La generatività ha una delle sue massime espressioni nell’atteggiamento del prendersi cura. L’anello di congiunzione tra il generare e il suo compimento – lasciar andare –, deve passare attraverso la fatica del prendersi cura. Questo schema dell’ordine naturale si ripropone poi anche nella logica di un’idea, di un sogno, di un progetto, ma anche nell’adempimento di una missione e di un servizio. Prendersi cura significa chinarsi con discreta attenzione, accompagnare e sostenere chi è debole e fragile, chi aspetta di essere sostenuto ed accompagnato verso mete di umana e spirituale dignità. Chi si prende cura è capace di immettere costantemente in circuiti esausti ed asfissianti nuovi germi vitali per rianimare le relazioni, gli impegni, la fedeltà e la speranza.

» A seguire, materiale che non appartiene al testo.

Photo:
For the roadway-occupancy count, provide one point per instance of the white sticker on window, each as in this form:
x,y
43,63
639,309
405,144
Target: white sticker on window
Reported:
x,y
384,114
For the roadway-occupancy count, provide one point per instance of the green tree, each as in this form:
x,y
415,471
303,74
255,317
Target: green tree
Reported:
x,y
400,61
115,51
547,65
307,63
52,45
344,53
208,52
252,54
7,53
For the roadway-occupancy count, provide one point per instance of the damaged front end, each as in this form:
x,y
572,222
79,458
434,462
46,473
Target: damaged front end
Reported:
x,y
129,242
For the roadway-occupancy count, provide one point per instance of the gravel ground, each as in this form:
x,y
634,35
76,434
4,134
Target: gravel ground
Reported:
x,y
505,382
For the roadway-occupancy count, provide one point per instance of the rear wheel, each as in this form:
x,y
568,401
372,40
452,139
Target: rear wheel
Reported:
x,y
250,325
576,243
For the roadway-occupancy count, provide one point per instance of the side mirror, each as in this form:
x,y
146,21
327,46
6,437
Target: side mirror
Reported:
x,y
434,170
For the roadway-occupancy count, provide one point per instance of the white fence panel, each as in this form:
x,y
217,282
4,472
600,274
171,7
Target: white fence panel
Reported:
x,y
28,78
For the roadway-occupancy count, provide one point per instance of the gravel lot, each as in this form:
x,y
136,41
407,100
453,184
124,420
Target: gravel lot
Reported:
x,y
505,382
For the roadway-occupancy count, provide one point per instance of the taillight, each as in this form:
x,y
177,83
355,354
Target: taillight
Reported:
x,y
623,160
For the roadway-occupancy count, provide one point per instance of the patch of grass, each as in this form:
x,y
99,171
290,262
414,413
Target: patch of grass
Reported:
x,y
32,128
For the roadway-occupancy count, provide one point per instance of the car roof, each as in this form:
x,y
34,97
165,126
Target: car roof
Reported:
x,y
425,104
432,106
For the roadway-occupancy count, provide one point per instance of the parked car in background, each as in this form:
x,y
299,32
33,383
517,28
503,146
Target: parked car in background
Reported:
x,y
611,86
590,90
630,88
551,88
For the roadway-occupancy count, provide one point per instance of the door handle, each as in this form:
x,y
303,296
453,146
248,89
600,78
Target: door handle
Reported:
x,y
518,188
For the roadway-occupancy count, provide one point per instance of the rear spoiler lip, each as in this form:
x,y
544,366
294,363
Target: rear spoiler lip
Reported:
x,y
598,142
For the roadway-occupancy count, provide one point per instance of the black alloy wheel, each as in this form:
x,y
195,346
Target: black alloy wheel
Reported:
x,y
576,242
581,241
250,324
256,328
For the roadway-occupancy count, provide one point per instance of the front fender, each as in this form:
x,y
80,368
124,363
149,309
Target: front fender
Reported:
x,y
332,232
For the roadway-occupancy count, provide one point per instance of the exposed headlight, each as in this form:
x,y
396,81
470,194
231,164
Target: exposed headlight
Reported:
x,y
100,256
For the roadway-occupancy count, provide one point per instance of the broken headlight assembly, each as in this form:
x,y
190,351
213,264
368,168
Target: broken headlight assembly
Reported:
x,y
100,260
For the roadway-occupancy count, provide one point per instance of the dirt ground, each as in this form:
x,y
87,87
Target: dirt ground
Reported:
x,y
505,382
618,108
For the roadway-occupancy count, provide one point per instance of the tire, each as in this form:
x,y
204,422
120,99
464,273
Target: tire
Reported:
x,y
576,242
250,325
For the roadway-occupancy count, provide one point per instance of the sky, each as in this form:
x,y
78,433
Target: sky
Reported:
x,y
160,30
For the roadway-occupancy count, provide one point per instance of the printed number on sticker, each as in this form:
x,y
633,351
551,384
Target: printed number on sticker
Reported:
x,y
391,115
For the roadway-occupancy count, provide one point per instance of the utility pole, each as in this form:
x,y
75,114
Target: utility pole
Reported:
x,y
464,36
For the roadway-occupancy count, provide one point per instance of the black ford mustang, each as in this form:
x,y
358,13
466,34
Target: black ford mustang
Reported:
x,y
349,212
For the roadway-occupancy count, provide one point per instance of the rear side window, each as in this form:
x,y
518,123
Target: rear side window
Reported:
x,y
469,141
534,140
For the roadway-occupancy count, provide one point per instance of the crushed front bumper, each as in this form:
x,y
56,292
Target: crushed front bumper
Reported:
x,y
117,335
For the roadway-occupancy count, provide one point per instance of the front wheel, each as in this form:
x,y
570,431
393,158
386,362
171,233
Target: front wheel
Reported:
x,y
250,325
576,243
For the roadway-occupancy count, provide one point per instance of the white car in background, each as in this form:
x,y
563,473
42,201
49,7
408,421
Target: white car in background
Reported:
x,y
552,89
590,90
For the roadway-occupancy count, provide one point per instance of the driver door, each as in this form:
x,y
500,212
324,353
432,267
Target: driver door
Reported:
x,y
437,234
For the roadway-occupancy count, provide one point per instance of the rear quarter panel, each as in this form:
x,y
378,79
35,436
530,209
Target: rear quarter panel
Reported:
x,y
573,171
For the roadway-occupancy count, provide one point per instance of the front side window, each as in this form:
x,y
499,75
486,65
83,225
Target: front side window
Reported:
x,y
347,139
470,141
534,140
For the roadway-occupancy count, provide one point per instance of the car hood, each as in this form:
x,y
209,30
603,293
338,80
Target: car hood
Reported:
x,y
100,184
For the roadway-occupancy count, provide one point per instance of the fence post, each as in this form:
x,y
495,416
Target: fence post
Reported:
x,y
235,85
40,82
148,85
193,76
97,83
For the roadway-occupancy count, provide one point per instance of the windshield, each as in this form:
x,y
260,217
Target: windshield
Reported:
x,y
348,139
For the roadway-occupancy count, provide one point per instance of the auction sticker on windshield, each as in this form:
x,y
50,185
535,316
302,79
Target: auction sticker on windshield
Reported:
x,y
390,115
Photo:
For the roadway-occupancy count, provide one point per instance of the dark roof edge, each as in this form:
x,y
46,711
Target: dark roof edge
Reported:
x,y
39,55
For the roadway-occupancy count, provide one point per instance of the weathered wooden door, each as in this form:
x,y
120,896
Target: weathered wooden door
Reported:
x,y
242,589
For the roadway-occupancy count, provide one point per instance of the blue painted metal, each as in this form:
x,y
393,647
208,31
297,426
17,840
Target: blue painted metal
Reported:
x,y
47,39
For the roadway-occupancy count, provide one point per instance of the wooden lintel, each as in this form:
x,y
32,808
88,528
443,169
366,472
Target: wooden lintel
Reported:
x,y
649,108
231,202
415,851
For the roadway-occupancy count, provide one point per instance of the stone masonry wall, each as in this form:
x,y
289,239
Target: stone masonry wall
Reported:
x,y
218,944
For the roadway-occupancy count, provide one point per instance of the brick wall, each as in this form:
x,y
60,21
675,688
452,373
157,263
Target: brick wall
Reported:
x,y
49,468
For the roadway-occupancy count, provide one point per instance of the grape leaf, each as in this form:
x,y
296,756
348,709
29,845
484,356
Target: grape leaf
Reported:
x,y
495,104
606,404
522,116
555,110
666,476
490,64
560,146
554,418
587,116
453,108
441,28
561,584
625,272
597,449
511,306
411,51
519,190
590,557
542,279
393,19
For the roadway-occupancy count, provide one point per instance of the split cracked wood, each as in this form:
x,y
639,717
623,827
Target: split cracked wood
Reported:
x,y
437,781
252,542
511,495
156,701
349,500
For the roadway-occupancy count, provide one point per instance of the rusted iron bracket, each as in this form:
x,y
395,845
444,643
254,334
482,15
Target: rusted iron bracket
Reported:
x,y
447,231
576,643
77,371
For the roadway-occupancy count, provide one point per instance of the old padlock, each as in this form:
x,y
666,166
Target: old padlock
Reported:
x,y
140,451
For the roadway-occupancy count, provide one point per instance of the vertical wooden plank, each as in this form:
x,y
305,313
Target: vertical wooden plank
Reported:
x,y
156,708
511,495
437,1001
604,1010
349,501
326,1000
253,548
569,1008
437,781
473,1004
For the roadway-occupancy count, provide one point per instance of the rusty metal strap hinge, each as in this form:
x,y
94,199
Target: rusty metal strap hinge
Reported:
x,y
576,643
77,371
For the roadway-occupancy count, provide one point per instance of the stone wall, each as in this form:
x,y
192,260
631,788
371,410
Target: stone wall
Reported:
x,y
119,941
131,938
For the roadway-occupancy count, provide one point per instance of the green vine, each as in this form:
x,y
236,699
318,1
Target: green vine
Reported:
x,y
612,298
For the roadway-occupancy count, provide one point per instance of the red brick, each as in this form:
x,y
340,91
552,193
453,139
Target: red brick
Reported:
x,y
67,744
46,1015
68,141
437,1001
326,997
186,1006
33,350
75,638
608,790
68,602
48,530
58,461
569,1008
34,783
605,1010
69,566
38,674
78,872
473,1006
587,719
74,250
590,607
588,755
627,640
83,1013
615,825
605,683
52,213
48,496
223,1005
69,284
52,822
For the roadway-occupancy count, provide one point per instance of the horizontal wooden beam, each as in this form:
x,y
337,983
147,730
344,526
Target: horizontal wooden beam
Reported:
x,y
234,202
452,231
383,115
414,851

In questa logica generativa mi piace leggere il servizio e l’attenzione che i cristiani riservano a tutte le forme di diversità etniche, religiose, politiche, culturali, di genere e di intelligenza. La diversità è un’arricchente campo di azione e non un attacco alle identità. Non si entra nella sfida delle convergenze sovraccarichi di paure e di fantasmi. La comune ricerca della salvezza per la famiglia umana ha un nome concreto e allo stesso tempo una visione sovrumana, la Redenzione. Un principio di umanesimo solidale e trascendente, che si realizza anche nelle componenti multiculturali, nella mobilità umana, attraverso l’accoglienza, l’incontro, il dialogo, l’ascolto e il grande impegno dell’integrazione. Certamente sono in aumento i matrimoni tra persone di diverse nazionalità, aumentano alunni e studenti stranieri nelle nostre scuole, ma ancora non sono sconfitte le forme di pregiudizio e di larvato razzismo che inquinano la conoscenza tra le persone e privano ogni percorso di una solida speranza di incontro e di civile convivenza. Il mondo deve attraversare i sentieri seri e coraggiosi della pace che non è solo per “minoranze felici”, essa o è planetaria o è solo effimera illusione; come amava ripetere Paolo VI «lo sviluppo è il nuovo nome della pace».

Assetati di percorsi di redenzione e di riscatto da tutte le forme di ingiustizia, di strutture di peccato, i popoli della povertà e della fame, vittime dell’ingiustizia e delle guerre, ci interpellano smascherando allo stesso tempo le false ed ipocrite parole di alleanza e di solidarietà, che di solito restano solo confinate nei buoni propositi. I percorsi di redenzione umana, sociale, esistenziale e spirituale, sono sempre contraddistinti da coraggiosi dinieghi verso tutto ciò che è disumano, che è profitto iniquo ed ingiusto.

Il pericolo di ridurre il Vangelo ad una mera teoria filantropica o peggio a un dialettico confronto di idee, è sempre in agguato. L’ accoglienza del Magistero coraggioso e profetico di Papa Francesco fa risuonare parole e indicazioni che hanno la freschezza carismatica degli inizi della Chiesa e che sono nel cuore dell’annuncio evangelico, sono parole capaci di comporre la divisione e di indirizzare verso l’unica consapevolezza: «Confessare che Gesù ha dato il suo sangue per noi … La sua redenzione ha un significato sociale perché Dio, in Cristo, non redime solamente la singola persona, ma anche le relazioni sociali tra gli uomini» (Papa Francesco). Ogni redenzione e tutta la redenzione è sempre inchiodata ad una croce.